Middle Eastern fast casual dining is not a new con­cept and Brandon Bahoura is not reinventing the wheel, but he certainly is adding horsepower and sparkle to the industry.

After beginning in the restaurant business as a 12-year-old busboy, Ba­houra, 34, managed a pizza place in high school, earned a business degree from Oakland University and paid his dues learning to cook Middle Eastern food for four months without pay.

After a stint at his family’s gro­cery store, Pita Way was born in 2010 with one store in Clarkston. Bahoura was fortunate to have help from family and friends as he per­fected his first fast-casual restaurant without drawing a paycheck for the first six months. He just opened his eighth restaurant and is in the pro­cess of opening ninth in Warren within a month or so.

Modeled after his idol Steve Ells’ successful Chipotle company, Baho­ura’s Pita Way employs a similar con­cept. Guests select the ingredients of their sandwiches or bowls from a variety of fresh meats, cheeses, veg­etables and sauces. Bahoura prides himself on using only fresh ingredi­ents, as with Chipotle, and owns a commissary, which supplies his res­taurants directly.

In mid-October, I had an early lunch and ordered a sandwich called the “Brandon Special,” which includ­ed beef kafta (mixed with a little bit of lamb), hummus and garlic sauce, white pita, lettuce, tourshi (pickled beets), pickles, onions, tomatoes, topped with feta, ranch dressing and HP steak sauce, which, Brandon re­lated accurately, “really gives a nice little zing to it.” To complete my combo, I had a bowl of curry rice stew, a pleasantly spiced soup that is served with almond slivers and gold­en raisins and adds a bit of an Indian accent to the meal. Everything was delicious and fresh as advertised.

Bahoura prides himself on hav­ing a well-trained staff and promot­ing from within. The people I met in Livonia proved to be well-informed and enthusiastic.

In addition to the Brandon Special, Pita Way offers a Quesopita, modeled after a quesadilla, but with Middle Eastern ingredients. He said his fa­vorite version features a sprinkle of $60-per-pound ghost pepper powder.

Despite the creatively engineered sandwiches and innovative Quesopi­tas, Bahoura said the bestselling item he’s got is a rice bowl in which guests choose ingredients to layer over a bed of rice.

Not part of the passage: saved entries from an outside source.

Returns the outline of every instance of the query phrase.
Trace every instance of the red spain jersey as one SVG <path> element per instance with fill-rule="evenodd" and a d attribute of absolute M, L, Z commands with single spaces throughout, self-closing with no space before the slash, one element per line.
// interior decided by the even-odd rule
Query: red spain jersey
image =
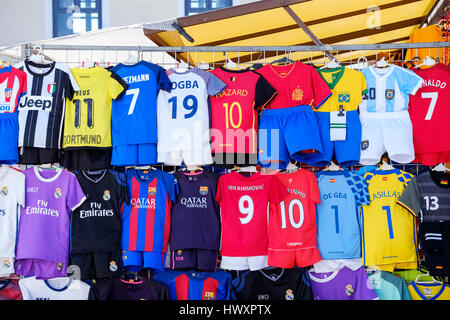
<path fill-rule="evenodd" d="M 285 66 L 267 64 L 257 72 L 277 90 L 267 109 L 300 105 L 318 109 L 332 94 L 325 80 L 312 66 L 298 61 Z"/>
<path fill-rule="evenodd" d="M 273 174 L 231 172 L 221 176 L 216 196 L 222 220 L 221 255 L 267 255 L 269 205 L 279 204 L 287 195 Z"/>
<path fill-rule="evenodd" d="M 211 73 L 227 85 L 211 97 L 212 152 L 257 153 L 257 111 L 276 95 L 275 89 L 249 69 L 220 67 Z"/>
<path fill-rule="evenodd" d="M 305 169 L 293 173 L 278 172 L 276 177 L 288 195 L 280 203 L 271 206 L 269 250 L 302 250 L 304 266 L 313 265 L 322 260 L 317 248 L 315 206 L 320 203 L 317 178 Z"/>
<path fill-rule="evenodd" d="M 409 115 L 413 127 L 414 162 L 432 166 L 450 161 L 450 67 L 436 64 L 412 69 L 424 79 L 422 87 L 410 96 Z"/>
<path fill-rule="evenodd" d="M 0 69 L 0 113 L 16 112 L 20 98 L 27 93 L 27 74 L 13 66 Z"/>
<path fill-rule="evenodd" d="M 167 252 L 176 179 L 161 171 L 125 172 L 130 204 L 123 204 L 122 250 Z"/>

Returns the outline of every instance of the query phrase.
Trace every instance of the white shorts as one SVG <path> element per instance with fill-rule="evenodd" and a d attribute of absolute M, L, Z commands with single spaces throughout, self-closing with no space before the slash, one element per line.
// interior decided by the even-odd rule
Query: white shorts
<path fill-rule="evenodd" d="M 408 111 L 360 114 L 362 165 L 375 165 L 384 152 L 397 163 L 414 160 L 412 123 Z"/>
<path fill-rule="evenodd" d="M 267 256 L 254 257 L 224 257 L 220 262 L 220 268 L 224 270 L 249 270 L 256 271 L 267 267 Z"/>
<path fill-rule="evenodd" d="M 15 273 L 14 258 L 0 258 L 0 277 Z"/>
<path fill-rule="evenodd" d="M 203 150 L 178 150 L 158 152 L 158 162 L 165 165 L 181 166 L 205 166 L 213 163 L 211 149 L 205 147 Z"/>

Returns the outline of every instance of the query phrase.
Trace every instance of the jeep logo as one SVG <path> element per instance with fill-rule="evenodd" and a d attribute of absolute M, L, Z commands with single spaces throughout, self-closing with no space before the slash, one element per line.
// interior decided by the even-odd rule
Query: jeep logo
<path fill-rule="evenodd" d="M 25 96 L 20 99 L 19 108 L 25 110 L 37 110 L 37 111 L 52 111 L 52 101 L 51 96 Z M 24 111 L 25 111 L 24 110 Z"/>

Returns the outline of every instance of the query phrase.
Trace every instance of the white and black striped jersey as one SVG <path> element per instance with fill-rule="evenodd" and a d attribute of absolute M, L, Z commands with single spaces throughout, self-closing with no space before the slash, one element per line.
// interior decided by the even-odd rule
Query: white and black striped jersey
<path fill-rule="evenodd" d="M 19 147 L 60 149 L 66 98 L 79 90 L 68 66 L 24 60 L 15 67 L 27 74 L 27 94 L 19 101 Z"/>

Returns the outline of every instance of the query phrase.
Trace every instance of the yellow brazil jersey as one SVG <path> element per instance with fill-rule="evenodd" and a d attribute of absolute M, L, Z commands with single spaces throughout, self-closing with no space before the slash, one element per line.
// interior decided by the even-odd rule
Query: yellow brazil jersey
<path fill-rule="evenodd" d="M 125 93 L 127 84 L 101 67 L 71 72 L 80 90 L 67 100 L 63 148 L 111 147 L 112 100 Z"/>
<path fill-rule="evenodd" d="M 342 106 L 345 111 L 354 111 L 362 100 L 367 89 L 366 78 L 358 70 L 344 66 L 334 69 L 317 69 L 333 93 L 317 112 L 339 111 Z"/>
<path fill-rule="evenodd" d="M 394 268 L 416 269 L 416 216 L 397 203 L 413 175 L 398 169 L 375 169 L 364 178 L 370 203 L 361 210 L 363 265 L 389 272 Z"/>
<path fill-rule="evenodd" d="M 449 37 L 450 40 L 450 37 Z M 429 25 L 424 28 L 414 30 L 409 36 L 410 43 L 418 42 L 445 42 L 446 38 L 443 31 L 437 25 Z M 448 53 L 447 53 L 448 55 Z M 433 59 L 440 59 L 441 63 L 445 63 L 442 60 L 446 56 L 445 48 L 413 48 L 408 49 L 405 55 L 405 61 L 410 61 L 415 57 L 425 59 L 427 56 Z M 419 62 L 420 63 L 420 62 Z"/>
<path fill-rule="evenodd" d="M 450 300 L 450 286 L 445 283 L 416 283 L 407 286 L 412 300 Z"/>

With four restaurants and the commissary operating at the begin­ning of 2018 and the ninth restau­rant set to open, Pita Way has grown quickly. Bahoura sees no end in sight. “The sky’s the limit, as long as I’ve got good people behind me and God is watching over me, I’m going to take this as far as I can take it,” he said.

Bahoura has a core of long-time “Pita Wayers,” who help get each new restaurant into ship shape. He spends most of his time managing the people who manage his restau­rants, meeting monthly with all of the restaurant general managers.

Bahoura hopes that Pita Way can achieve the level of success that the 1,000-plus location Chipotle has. But Bahoura breaks from his idol Ells in that it’s likely he will franchise the restaurants after he opens his ninth corporate owned location at the end of this year. “I think franchising is a good move for me because I think people who are invested in the store are going to care more about its suc­cess,” he said.

Pita Way is huge on catering. Bahoura said his restaurants will ca­ter from around the corner to hours away (with additional charges for travel) and can offer family platters for $25 and feasts for eight to 10 peo­ple for around $60.

For now, Bahoura intends to re­main faithful to his fast-casual for­mat, but he hasn’t ruled out table services restaurants with bars and lounges. He just won’t sacrifice his growing Pita Way venture to do it. Chipotle has 1,000 stores, but they’ve been at it since 1992. Ba­houra and Pita Way are will on their way after opening a second store in 2016 and ramping up to nine res­taurants in eight years and five new locations in 2018.